Tornano appelli contro le trivelle off shore - QdS

Tornano appelli contro le trivelle off shore

Rosario Battiato

Tornano appelli contro le trivelle off shore

giovedì 01 Settembre 2011

Nuovi appelli, stavolta di Greenpeace e Lipu, per tutelare il Canale dalle esplorazioni off shore. “Mentre gli italiani sono in vacanza, le acque svendute a progetti senza garanzie”

PALERMO – C’è del marcio al largo dell’Isola. Le nuove richieste per le esplorazioni petrolifere offshore minacciano alcune delle zone più sensibili del canale di Sicilia. L’allarme è stato lanciato da Greenpeace nei giorni scorsi, e poi ripreso dal mondo ambientalista che ha lanciato la proposta di un appello al ministero dell’Ambiente. Però proprio sul ruolo super partes del dicastero di Stefania Prestigiacomo ci sono dei dubbi dal momento che, secondo un recente articolo de Il Fatto Quotidiano, alcune società di famiglia del politico siracusano sono assai vicine ai trivellatori del mare siciliano.
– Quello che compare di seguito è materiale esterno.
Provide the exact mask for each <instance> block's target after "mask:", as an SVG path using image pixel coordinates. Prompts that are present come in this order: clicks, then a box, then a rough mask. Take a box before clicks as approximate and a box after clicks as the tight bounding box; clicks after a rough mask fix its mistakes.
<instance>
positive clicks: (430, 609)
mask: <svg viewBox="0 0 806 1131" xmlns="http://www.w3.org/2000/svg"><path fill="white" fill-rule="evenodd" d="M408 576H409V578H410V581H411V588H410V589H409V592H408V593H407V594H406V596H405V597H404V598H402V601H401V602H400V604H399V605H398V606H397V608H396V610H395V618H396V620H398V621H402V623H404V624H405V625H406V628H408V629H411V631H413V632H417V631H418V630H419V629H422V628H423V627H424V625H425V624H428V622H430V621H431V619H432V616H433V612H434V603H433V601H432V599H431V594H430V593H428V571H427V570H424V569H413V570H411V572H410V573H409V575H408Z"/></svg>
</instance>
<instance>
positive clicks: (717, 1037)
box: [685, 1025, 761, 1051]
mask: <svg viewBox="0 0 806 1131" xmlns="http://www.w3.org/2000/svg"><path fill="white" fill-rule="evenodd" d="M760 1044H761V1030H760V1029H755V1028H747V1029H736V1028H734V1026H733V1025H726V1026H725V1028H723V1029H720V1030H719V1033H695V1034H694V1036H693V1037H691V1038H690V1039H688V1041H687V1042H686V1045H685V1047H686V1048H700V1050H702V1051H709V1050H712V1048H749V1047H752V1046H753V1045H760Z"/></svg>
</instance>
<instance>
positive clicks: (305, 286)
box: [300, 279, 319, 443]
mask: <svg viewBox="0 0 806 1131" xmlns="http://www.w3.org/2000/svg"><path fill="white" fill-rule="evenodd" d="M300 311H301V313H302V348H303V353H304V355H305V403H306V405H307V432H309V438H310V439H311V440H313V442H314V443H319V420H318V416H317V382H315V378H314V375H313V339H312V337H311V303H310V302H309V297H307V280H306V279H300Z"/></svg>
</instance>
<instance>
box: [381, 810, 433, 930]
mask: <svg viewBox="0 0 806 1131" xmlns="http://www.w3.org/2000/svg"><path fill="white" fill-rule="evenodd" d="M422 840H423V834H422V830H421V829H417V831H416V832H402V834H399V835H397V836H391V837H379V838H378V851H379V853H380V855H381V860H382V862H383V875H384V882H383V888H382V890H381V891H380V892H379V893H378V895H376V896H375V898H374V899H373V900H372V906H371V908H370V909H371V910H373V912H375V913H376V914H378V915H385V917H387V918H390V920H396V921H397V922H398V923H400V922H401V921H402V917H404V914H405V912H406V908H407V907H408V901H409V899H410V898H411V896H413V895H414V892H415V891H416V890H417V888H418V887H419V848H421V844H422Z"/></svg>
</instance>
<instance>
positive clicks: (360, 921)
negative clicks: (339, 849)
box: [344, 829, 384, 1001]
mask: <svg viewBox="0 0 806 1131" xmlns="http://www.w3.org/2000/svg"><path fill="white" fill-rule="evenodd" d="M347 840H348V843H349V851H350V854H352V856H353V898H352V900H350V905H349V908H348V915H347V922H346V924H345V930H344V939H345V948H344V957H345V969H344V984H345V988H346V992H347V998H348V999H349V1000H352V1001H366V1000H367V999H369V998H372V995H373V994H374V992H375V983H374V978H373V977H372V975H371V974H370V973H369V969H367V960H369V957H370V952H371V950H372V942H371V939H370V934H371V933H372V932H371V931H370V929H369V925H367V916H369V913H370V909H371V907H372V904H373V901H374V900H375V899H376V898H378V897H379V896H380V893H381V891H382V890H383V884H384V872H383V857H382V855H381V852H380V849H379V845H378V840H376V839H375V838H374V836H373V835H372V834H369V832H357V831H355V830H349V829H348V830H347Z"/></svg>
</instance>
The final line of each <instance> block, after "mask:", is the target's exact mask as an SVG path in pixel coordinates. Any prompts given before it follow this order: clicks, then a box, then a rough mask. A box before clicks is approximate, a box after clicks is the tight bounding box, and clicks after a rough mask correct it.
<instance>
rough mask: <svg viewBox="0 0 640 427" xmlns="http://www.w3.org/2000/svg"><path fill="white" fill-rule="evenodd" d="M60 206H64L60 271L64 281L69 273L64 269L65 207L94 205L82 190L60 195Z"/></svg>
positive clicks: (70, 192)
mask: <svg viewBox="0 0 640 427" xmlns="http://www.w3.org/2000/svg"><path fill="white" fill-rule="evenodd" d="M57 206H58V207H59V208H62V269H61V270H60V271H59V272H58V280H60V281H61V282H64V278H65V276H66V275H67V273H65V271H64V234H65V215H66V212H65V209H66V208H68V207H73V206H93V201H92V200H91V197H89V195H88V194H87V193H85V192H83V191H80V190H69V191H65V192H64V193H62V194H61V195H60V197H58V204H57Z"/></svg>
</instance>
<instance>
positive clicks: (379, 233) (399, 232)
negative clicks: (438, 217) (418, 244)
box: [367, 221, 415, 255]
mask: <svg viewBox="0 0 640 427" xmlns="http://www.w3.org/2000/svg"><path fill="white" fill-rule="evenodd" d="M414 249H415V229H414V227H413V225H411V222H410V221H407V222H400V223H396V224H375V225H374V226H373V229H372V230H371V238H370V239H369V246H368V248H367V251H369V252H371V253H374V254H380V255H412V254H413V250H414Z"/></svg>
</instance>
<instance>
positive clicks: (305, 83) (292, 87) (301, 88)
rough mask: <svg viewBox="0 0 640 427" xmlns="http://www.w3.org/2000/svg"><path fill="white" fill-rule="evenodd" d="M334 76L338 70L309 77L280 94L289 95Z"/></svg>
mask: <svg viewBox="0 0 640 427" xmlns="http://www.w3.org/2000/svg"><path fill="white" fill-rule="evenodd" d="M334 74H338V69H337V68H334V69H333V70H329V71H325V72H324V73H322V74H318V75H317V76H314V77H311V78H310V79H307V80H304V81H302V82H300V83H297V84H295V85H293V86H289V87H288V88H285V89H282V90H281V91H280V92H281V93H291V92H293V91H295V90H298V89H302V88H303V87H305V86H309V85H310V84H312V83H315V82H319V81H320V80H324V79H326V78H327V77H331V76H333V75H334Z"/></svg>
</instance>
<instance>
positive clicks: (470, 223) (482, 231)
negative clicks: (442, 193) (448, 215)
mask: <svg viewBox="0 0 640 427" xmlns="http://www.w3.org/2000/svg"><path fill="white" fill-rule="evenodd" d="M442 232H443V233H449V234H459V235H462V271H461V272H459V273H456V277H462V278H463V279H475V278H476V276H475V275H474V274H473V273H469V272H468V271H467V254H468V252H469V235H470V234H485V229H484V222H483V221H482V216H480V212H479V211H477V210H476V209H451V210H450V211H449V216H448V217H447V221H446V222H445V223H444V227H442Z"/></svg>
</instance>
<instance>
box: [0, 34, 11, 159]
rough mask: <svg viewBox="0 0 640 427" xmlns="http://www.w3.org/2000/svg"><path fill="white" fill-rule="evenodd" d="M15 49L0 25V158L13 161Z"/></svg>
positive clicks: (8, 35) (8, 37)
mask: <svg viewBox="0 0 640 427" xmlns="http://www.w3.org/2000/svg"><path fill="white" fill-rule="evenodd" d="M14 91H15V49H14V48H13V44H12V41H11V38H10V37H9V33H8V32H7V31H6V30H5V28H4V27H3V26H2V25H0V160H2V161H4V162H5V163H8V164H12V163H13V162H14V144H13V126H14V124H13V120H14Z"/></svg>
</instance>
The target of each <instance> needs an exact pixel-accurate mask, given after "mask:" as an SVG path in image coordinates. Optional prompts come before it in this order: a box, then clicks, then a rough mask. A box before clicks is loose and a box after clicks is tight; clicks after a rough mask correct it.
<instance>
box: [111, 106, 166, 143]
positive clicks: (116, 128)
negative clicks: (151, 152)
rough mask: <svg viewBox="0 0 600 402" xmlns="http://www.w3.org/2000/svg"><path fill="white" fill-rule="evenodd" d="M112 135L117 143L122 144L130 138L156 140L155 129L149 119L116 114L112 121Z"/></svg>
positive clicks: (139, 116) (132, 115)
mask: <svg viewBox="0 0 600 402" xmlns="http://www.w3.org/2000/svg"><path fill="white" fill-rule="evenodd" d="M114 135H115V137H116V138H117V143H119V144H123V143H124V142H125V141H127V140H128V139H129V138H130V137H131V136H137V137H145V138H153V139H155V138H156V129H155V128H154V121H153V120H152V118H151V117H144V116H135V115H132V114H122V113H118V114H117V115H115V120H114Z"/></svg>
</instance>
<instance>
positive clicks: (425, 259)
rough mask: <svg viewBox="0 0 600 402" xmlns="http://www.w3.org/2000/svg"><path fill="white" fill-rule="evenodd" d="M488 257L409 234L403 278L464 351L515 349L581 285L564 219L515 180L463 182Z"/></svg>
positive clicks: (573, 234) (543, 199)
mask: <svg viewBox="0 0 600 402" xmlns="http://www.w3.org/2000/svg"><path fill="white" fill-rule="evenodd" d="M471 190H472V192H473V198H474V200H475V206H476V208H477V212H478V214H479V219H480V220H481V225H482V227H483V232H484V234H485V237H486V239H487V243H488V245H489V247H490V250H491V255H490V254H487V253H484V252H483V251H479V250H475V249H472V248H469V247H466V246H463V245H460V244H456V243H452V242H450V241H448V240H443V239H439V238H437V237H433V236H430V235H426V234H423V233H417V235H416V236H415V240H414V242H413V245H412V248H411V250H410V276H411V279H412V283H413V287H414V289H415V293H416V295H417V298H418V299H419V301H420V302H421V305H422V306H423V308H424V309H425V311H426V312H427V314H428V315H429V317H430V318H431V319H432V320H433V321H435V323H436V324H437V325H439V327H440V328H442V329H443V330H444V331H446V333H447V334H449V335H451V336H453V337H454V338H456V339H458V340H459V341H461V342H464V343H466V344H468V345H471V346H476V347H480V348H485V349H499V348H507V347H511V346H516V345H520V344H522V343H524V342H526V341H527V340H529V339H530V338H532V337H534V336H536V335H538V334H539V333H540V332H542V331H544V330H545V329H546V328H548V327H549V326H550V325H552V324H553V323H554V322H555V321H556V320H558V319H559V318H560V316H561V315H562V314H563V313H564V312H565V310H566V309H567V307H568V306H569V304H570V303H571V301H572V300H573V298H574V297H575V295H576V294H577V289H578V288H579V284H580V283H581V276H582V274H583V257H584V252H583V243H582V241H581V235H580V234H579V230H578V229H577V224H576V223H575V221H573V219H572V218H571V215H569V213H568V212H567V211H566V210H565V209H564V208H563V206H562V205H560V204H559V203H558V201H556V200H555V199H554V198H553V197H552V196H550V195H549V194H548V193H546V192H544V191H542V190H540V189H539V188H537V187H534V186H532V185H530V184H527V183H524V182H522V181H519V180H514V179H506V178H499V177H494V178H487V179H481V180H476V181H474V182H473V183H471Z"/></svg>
Assolutamente niente di illegale, ma resta il dubbio, questo legittimo, del ruolo al di sopra delle parti che dovrebbe accordarsi alla protezione ambientale.
“Nuove richieste per esplorazioni petrolifere offshore minacciano le zone più sensibili del Canale di Sicilia, i banchi d’alto mare. L’Audax Energy, già famosa nel Canale per le esplorazioni in acque tunisine, punta adesso ai giacimenti italiani al largo di Pantelleria”. Questo periodo è estratto dal dossier “Le mani sul tesoro” di Greenpeace, che ha documentato le bellezze dei mari italiani e le modalità per la loro distruzione. “Mentre gli italiani sono ancora in vacanza – ha spiegato Giorgia Monti, responsabile della campagna Mare di Greenpeace Italia – invece di tutelare le bellezze naturali di cui il turismo vive, si moltiplicano i piani per distruggere i nostri mari. I banchi del Canale di Sicilia sono ricchissimi di biodiversità. È inammissibile che vengano svenduti per minacciosi progetti di ricerca, richiesti da compagnie petrolifere tramite una documentazione troppo spesso viziata e insufficiente a dare alcun tipo di garanzia”.
Nelle mire dell’Audax Energy Ltd (ADX) sarebbero dei permessi di esplorazione nelle acque del Canale attraverso una piccola compagnia di cui è totalmente proprietaria, ma con sede legale in Italia e con un capitale sociale assolutamente irrisorio di 120.000 euro. Questa scelta deriva da una scelta abbastanza comune tra le compagnie petrolifere che compiono ricerche in mare, perché, in caso di disastro ambientale, il capitale a rischio sarebbe comunque minimo, così come le eventuali responsabilità legali in capo alla casa madre.
Greenpeace propone di fare del Canale una riserva marina che vieti nelle aree più sensibili ogni attività estrattiva, compresa la pesca. Il rischio “Golfo del Messico” è sempre in agguato e non si è mai abbastanza attenti. A tal proposito anche la Lipu si è associata all’appello di Greenpeace diffondendo un comunicato in cui si associano alla richiesta “inoltrata da Greenpeace al ministro dell’Ambiente affinché blocchi le esplorazioni nel canale di Sicilia alla ricerca di depositi di petrolio”. I rischi per l’associazione animalista riguardano proprio la tutela della biodiversità, uno dei temi che sta maggiormente a cuore all’Ue.
Eppure resta qualche dubbio legittimo sul tardivo atteggiamento del ministero, dal momento che, come fatto rilevare su Il Fatto Quotidiano, all’interno del vasto mare delle società che si occupano a vario titolo di estrazione petrolifera rientra anche la Coemi (società della famiglia del ministro Prestigiacomo, nonostante lei stessa non abbia cariche), che ha tra i suoi clienti la Erg, l’Eni e l’Esso. Ad onor del vero bisogna ammettere che fu proprio la Prestigiacomo, lo scorso anno, a volere i limiti per l’estrazione a 5 miglia dalla costa e a 12 miglia da qualsiasi zona protetta, ma è anche inappuntabile che un documento di alcune società impegnate nella ricerca spiegava come tale norma non avrebbe comunque limitato più di tanto l’attività dei grossi gruppi.